Obama Administration Proposes to Fix Medicaid Funding 'Glitch'

Mar 24, 2014, 9:00 AM

One of the key recommendations in the landmark Institute of Medicine report on the future of nursing is to advance access to primary care by reducing barriers to practice for nurses. Implementation of this recommendation is now one step closer, thanks to a provision in President Obama’s budget proposal for fiscal year 2015, which was released this month.

Obama’s budget includes a provision that would extend an increase in Medicaid payments for primary care providers for one year at a cost of about $5.4 billion, according to an article in USA Today.
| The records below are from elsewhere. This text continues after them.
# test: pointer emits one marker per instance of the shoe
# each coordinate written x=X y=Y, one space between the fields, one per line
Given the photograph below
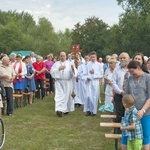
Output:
x=88 y=113
x=66 y=113
x=59 y=113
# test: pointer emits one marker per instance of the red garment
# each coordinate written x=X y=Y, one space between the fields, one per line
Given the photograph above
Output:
x=19 y=71
x=39 y=66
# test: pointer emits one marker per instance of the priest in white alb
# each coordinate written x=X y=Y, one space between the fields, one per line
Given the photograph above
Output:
x=63 y=71
x=94 y=73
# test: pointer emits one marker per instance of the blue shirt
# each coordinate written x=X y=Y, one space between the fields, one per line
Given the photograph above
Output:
x=131 y=117
x=118 y=79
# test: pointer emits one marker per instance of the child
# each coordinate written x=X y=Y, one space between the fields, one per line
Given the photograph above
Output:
x=133 y=125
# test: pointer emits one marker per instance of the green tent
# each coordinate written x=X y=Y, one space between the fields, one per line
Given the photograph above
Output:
x=23 y=53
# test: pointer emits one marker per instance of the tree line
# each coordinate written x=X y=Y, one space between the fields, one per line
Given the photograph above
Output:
x=19 y=31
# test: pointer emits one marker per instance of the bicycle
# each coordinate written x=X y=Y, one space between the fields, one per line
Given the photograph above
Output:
x=2 y=133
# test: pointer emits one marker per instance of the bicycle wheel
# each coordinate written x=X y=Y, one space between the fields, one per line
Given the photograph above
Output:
x=2 y=133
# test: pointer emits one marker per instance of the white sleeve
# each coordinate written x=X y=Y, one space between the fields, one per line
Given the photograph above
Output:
x=55 y=73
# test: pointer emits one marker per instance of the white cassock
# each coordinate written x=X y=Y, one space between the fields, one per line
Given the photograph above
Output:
x=109 y=89
x=82 y=75
x=93 y=86
x=76 y=88
x=63 y=86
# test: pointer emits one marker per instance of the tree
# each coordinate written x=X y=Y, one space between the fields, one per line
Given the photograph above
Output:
x=92 y=35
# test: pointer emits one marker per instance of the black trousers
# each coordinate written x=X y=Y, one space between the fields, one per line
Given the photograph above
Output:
x=9 y=98
x=118 y=107
x=39 y=85
x=48 y=75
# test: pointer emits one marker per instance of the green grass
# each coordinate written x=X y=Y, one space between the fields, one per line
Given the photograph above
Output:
x=36 y=127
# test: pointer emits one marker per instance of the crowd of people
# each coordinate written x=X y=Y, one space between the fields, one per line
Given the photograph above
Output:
x=76 y=81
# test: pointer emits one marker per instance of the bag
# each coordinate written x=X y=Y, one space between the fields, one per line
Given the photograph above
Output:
x=107 y=108
x=2 y=91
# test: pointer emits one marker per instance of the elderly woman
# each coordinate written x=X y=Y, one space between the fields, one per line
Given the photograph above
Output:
x=29 y=78
x=140 y=58
x=108 y=80
x=138 y=86
x=21 y=71
x=49 y=63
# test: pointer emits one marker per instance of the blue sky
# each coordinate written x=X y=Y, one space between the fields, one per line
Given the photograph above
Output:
x=66 y=13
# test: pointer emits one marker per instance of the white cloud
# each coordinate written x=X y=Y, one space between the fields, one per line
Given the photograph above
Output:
x=66 y=13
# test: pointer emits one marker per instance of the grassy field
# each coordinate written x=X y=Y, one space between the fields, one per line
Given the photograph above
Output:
x=36 y=127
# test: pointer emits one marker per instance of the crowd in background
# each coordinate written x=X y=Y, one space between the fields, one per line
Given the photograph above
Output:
x=19 y=75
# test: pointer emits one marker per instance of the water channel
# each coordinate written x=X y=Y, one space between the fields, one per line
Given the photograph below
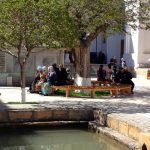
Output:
x=52 y=139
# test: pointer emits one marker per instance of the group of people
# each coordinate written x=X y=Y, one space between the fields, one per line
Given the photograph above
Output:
x=115 y=74
x=48 y=76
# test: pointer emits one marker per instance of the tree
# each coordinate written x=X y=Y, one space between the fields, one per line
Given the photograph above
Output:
x=95 y=17
x=28 y=24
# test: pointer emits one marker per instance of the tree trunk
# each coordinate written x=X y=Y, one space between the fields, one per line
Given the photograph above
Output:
x=23 y=85
x=82 y=65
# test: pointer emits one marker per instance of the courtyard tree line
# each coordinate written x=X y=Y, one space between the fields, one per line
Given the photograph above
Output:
x=28 y=24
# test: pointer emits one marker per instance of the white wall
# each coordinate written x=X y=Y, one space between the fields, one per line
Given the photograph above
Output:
x=114 y=46
x=131 y=47
x=144 y=47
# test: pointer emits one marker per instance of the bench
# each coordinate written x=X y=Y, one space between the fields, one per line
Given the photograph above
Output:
x=94 y=83
x=114 y=90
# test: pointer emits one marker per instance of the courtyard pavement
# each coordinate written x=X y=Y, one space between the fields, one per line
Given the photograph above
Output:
x=132 y=108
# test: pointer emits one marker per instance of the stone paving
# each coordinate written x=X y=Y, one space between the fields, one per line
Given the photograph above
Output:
x=134 y=108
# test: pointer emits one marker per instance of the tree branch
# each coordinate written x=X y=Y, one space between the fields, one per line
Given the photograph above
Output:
x=9 y=52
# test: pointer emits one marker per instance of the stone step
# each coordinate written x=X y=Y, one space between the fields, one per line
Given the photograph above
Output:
x=135 y=126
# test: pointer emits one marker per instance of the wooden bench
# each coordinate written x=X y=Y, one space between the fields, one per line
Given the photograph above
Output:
x=97 y=83
x=114 y=90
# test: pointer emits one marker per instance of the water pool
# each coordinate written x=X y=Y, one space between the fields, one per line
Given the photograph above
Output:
x=48 y=139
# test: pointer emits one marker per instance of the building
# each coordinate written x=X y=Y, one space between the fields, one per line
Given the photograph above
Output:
x=133 y=47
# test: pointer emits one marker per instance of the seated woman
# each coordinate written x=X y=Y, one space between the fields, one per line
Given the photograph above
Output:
x=43 y=79
x=101 y=74
x=69 y=79
x=36 y=79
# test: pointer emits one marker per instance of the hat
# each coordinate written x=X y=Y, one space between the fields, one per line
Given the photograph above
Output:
x=39 y=68
x=44 y=68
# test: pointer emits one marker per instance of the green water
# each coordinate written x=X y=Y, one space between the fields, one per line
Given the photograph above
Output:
x=55 y=140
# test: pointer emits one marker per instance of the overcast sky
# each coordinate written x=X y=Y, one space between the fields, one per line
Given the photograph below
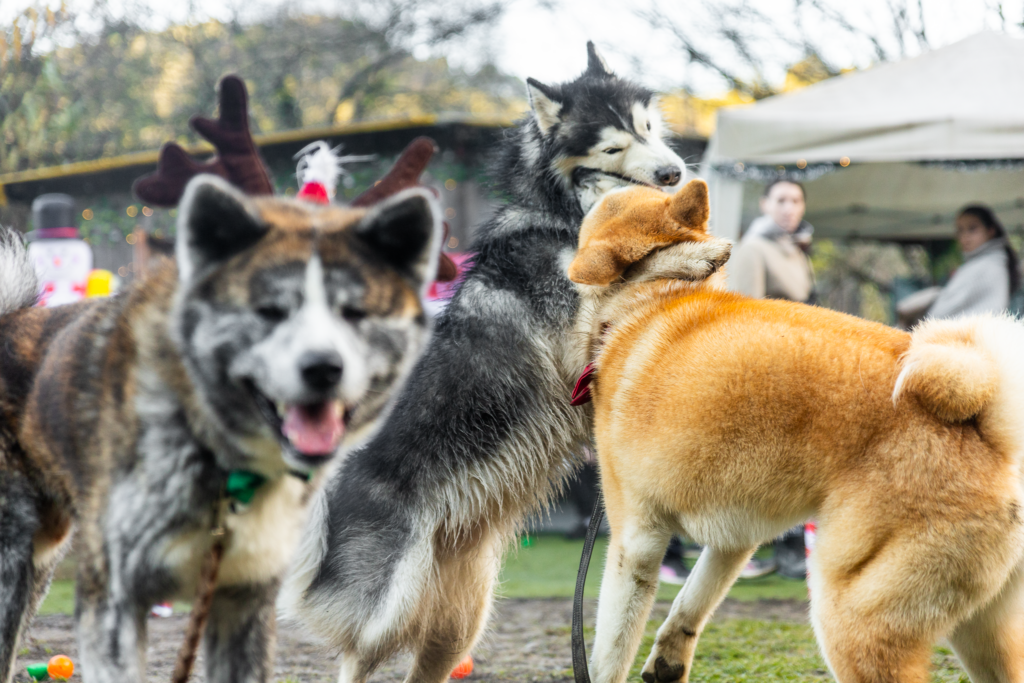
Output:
x=546 y=39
The extension would, for the first time, apply to nurse practitioners (NPs) and physician assistants (PAs).

The Institute of Medicine recommended fixing this Medicaid “glitch” in its report on the future of nursing. The report is the foundation for the Future of Nursing: Campaign for Action, a national effort backed by the Robert Wood Johnson Foundation (RWJF) and AARP that is working to transform health care through nursing.

Obama’s budget proposal also calls for nearly $4 billion over six years to grow the National Health Services Corps (NHSC) from 8,900 primary care providers to at least 15,000 providers annually, starting in 2015, according to an analysis by the Campaign. Ten percent of the funding would be reserved for NPs and PAs.

“The president’s proposed 2015 budget includes some nursing-related workforce provisions that would increase consumers’ access to primary care and other clinical services,” said Winifred Quinn, MA, PhD, co-director of the Center to Champion Nursing in America (CCNA), an initiative of AARP, the AARP Foundation, and RWJF that is working to increase the nation’s capacity to educate and retain nurses. CCNA coordinates the Campaign for Action.

The Medicaid provision will help curb growing shortages of primary care providers, especially in rural and underserved areas, Quinn said. Shortages are expected to become more acute as demand for primary care services grows as a result of expanded access to Medicaid programs under the Affordable Care Act.

A larger investment in the NHSC, meanwhile, will increase education funding for primary care and other clinicians, which would, in turn, boost the numbers of physicians and advanced practice registered nurses who provide care in underserved rural and urban areas, Quinn said.

“This is a booster shot unlike any other before now,” Mary Wakefield, PhD, RN, FAAN, administrator of the Health Resources and Services Administration,  said in the USA Today story.